Rebuilding Bridges: Restoring Trust When ADHD is in the Mix
- Kimberly Nocente
- 28 minutes ago
- 3 min read
As both a mom and a clinical mental health counseling intern at Oaks Family Care Center, I’ve walked through the confusing, overwhelming, and sometimes heartbreaking moments that come with raising or working with a child who struggles to focus, manage emotions, or feel like they truly fit in. I’ve also seen how powerful it is when a child begins to understand their brain—and feel understood by the people around them.
That’s why I decided to take part in a professional training series on ADHD through PESI. This journey has been deeply personal and incredibly eye-opening. My goal is to become the kind of counselor who not only knows the science, but also speaks the language of compassion—especially to families who are exhausted, misunderstood, and just looking for hope.
This training focuses on evidence-based, neurodiversity-affirming approaches to care. That means we’re learning not to “fix” a child with ADHD, but to understand them. To celebrate their strengths, support their challenges, and create a space where they don’t have to carry shame for being wired differently. And let’s be honest—how many of our kids have felt the sting of being told they’re too much, too loud, too distracted? I hope my own reflections and takeaways from this series can give you tangible tools and insights to help you and your child navigate life with ADHD. - Kimberly
Understanding Trust and ADHD
Trust is the foundation of every strong relationship. But when ADHD is part of the picture, keeping that trust steady can feel like walking on shifting ground. ADHD isn’t just a childhood condition. It often follows individuals into adulthood, quietly affecting emotional regulation, communication, memory, and follow-through.
When these challenges aren’t fully understood, they can lead to repeated disappointments, missed expectations, and emotional distance. You may find yourself feeling frustrated, hurt, or even hopeless.
Here’s the good news: trust can be rebuilt. Healing doesn’t require perfection. It requires understanding, compassion, and a commitment to consistent, intentional actions that restore connection.
Practical Strategies for Rebuilding Trust
Name ADHD’s Role
Recognize that ADHD is a brain-based condition, not a character flaw or moral weakness. This understanding shifts conversations from accusation to collaboration. Books like The ADHD Effect on Marriage by Melissa Orlov can be a helpful starting point.
Separate Intent from Impact
Many hurt feelings arise not from intent, but from the impact of behaviors. Phrases like, “I know you didn’t mean to hurt me, but it still felt hurtful” help couples communicate with empathy and accountability.
Use a Reset Cue
Agree on a short phrase or word to pause tense moments before they escalate. This simple tool helps both partners regulate emotions and re-enter the conversation more calmly.
Schedule Emotional Check-Ins
Consistency builds safety. Choose a regular time each week to ask: “How are you really feeling this week?” “Is there anything I missed or misunderstood?”
Celebrate Small Wins
Acknowledging progress - no matter how small - reinforces trust. “Thank you for remembering” or “I noticed you paused before reacting” helps rebuild connection and goodwill.
Break the Shame Cycle
ADHD often carries a history of criticism and feelings of inadequacy. Couples therapy that blends self-compassion with practical strategies (such as Emotionally Focused Therapy or ADHD-informed CBT) can help partners heal and reframe their narrative.
Seek the Right Support
An ADHD-informed counselor or coach provides tools tailored to your unique dynamics and offers a safe, neutral space to address patterns without blame.

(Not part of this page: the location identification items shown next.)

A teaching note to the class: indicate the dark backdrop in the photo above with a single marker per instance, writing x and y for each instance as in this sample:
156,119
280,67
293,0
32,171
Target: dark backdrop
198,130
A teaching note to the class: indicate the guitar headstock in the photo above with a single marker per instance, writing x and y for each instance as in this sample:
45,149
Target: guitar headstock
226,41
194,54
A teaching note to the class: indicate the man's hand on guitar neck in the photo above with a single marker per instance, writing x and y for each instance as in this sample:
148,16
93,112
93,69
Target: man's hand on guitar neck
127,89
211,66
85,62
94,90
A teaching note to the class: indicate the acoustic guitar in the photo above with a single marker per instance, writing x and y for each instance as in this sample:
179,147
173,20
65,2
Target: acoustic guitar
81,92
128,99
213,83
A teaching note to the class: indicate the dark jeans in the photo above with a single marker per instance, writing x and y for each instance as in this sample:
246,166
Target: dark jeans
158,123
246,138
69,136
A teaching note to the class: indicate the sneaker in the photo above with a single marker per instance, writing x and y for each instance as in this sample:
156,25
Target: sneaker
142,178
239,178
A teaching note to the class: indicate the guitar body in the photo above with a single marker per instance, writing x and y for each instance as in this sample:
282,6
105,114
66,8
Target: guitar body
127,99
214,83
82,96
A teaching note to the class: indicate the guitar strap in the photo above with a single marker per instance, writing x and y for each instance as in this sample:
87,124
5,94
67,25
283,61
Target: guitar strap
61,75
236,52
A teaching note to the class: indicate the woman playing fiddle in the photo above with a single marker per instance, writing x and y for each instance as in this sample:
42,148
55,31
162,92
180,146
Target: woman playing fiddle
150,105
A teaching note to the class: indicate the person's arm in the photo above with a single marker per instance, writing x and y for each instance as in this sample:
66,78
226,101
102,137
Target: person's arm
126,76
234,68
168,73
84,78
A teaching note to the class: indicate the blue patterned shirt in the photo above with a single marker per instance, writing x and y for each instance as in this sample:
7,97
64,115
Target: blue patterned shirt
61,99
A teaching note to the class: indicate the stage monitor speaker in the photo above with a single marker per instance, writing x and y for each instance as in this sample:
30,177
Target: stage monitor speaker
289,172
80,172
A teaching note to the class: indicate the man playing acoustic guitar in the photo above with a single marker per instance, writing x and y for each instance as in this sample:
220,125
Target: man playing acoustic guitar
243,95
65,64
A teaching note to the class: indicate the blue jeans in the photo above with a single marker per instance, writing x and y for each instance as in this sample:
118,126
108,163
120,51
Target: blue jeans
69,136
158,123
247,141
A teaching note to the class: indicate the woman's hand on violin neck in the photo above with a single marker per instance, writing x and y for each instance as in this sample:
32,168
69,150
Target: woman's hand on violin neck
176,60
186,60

How ADHD Can Disrupt Trust
ADHD symptoms such as forgetfulness, inattention, impulsivity, and emotional reactivity can unintentionally create relational ruptures, like:
Forgotten commitments — often caused by working memory challenges, not a lack of care
Emotional outbursts — linked to difficulty regulating frustration or sensory overwhelm
Inconsistent follow-through — rooted in executive dysfunction, not disinterest
Hyperfocus — intense concentration on hobbies or work that can leave a partner feeling sidelined
Without awareness of ADHD’s role, these behaviors can be misread as laziness, selfishness, or indifference. Over time, this can create a painful cycle of blame, defensiveness, and disconnection.
Encouragement for Parents and Partners
If ADHD has complicated trust in your relationship, you are not alone. Many couples face the same challenges, and many also find renewed connection and hope.
Rebuilding trust is not about “fixing” your partner. It’s about building mutual understanding, emotional safety, and grace for one another. Every small act of patience, every choice to listen rather than react, strengthens the bridge between you.
“Be completely humble and gentle;
be patient, bearing with one another in love.”
Ephesians 4:2 (NIV)
Grace and growth can walk side by side. Love doesn’t demand perfection; it thrives in humility, patience, and daily recommitment to one another.